Parfois on aime trop, au point de s’oublier. Parfois on aime mal, en voulant sauver, corriger, retenir. Et parfois on n’aime pas assez, par peur d’être blessé ou de trop donner. L’amour, dans sa forme la plus large, demande un équilibre que nous apprenons toute notre vie.
Cet équilibre ne ressemble pas à une ligne droite. Il ressemble plutôt à une danse — avec ses faux pas, ses ajustements, ses moments où l’on perd le rythme et où l’on doit le retrouver. On croit parfois avoir compris, puis une relation nouvelle, une épreuve, une saison difficile remet tout en question.
Aimer juste, ce n’est pas aimer parfaitement. C’est apprendre à rester présent sans disparaître. À donner sans se vider. À accueillir l’autre tel qu’il est, sans chercher à le modeler à notre image ou à nos attentes.
C’est aussi reconnaître que nous ne pouvons pas tout réparer chez ceux que nous aimons. Que vouloir les sauver, parfois, c’est leur retirer la chance de trouver leur propre chemin. L’amour le plus généreux sait parfois se faire discret — et faire confiance.

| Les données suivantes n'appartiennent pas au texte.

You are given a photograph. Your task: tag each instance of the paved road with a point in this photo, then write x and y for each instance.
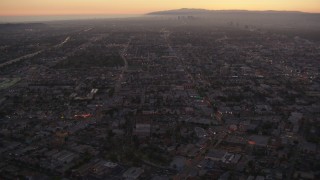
(124, 69)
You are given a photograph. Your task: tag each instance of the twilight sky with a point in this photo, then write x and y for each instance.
(83, 7)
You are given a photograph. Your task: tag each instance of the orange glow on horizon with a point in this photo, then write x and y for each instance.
(105, 7)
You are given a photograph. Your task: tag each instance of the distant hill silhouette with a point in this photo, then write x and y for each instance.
(186, 11)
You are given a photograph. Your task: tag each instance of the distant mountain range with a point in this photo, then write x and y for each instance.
(186, 11)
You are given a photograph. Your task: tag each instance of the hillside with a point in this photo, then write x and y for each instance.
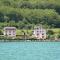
(28, 13)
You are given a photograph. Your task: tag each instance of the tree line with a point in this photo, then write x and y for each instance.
(28, 13)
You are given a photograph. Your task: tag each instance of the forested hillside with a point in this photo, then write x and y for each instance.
(28, 13)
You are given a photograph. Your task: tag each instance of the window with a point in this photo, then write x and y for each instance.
(37, 34)
(42, 34)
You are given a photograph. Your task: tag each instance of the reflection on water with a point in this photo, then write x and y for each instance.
(29, 50)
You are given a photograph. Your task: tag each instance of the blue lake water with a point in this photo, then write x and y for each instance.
(29, 50)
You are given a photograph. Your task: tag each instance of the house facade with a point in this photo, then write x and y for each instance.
(10, 31)
(39, 33)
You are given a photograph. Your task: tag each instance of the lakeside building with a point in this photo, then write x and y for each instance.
(10, 31)
(39, 32)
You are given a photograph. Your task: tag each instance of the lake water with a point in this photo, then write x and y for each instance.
(29, 50)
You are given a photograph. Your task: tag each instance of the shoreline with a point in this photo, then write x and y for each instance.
(27, 40)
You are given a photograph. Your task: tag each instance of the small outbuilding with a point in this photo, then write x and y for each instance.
(39, 32)
(10, 31)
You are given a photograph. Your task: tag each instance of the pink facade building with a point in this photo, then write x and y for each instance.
(39, 33)
(10, 31)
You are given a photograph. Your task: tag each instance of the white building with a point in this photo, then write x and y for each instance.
(39, 32)
(10, 31)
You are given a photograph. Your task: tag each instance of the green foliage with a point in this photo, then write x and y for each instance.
(28, 13)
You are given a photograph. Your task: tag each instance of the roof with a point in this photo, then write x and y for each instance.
(9, 28)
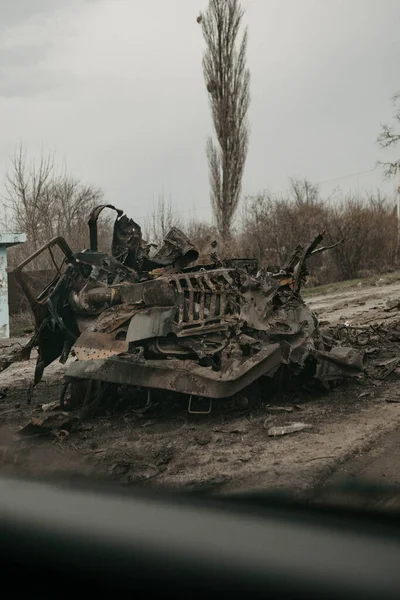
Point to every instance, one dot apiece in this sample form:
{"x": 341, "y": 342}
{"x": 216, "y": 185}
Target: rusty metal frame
{"x": 211, "y": 291}
{"x": 41, "y": 299}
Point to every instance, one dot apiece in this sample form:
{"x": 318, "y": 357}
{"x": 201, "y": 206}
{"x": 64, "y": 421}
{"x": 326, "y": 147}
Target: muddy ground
{"x": 353, "y": 427}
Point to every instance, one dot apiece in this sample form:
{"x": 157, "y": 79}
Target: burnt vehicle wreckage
{"x": 166, "y": 322}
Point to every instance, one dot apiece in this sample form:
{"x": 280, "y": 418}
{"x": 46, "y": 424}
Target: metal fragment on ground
{"x": 287, "y": 429}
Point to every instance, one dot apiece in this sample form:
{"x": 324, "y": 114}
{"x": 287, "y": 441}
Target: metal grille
{"x": 205, "y": 301}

Il y a une douceur particulière dans l’amour qui ne s’épuise pas à prouver. Qui n’exige pas en retour. Qui tient simplement, patiemment, dans la durée — même quand c’est imparfait, même quand c’est maladroit.
Aimer juste, c’est peut-être cela : continuer d’apprendre, avec humilité, comment être là pour l’autre — sans jamais tout à fait cesser d’être là pour soi.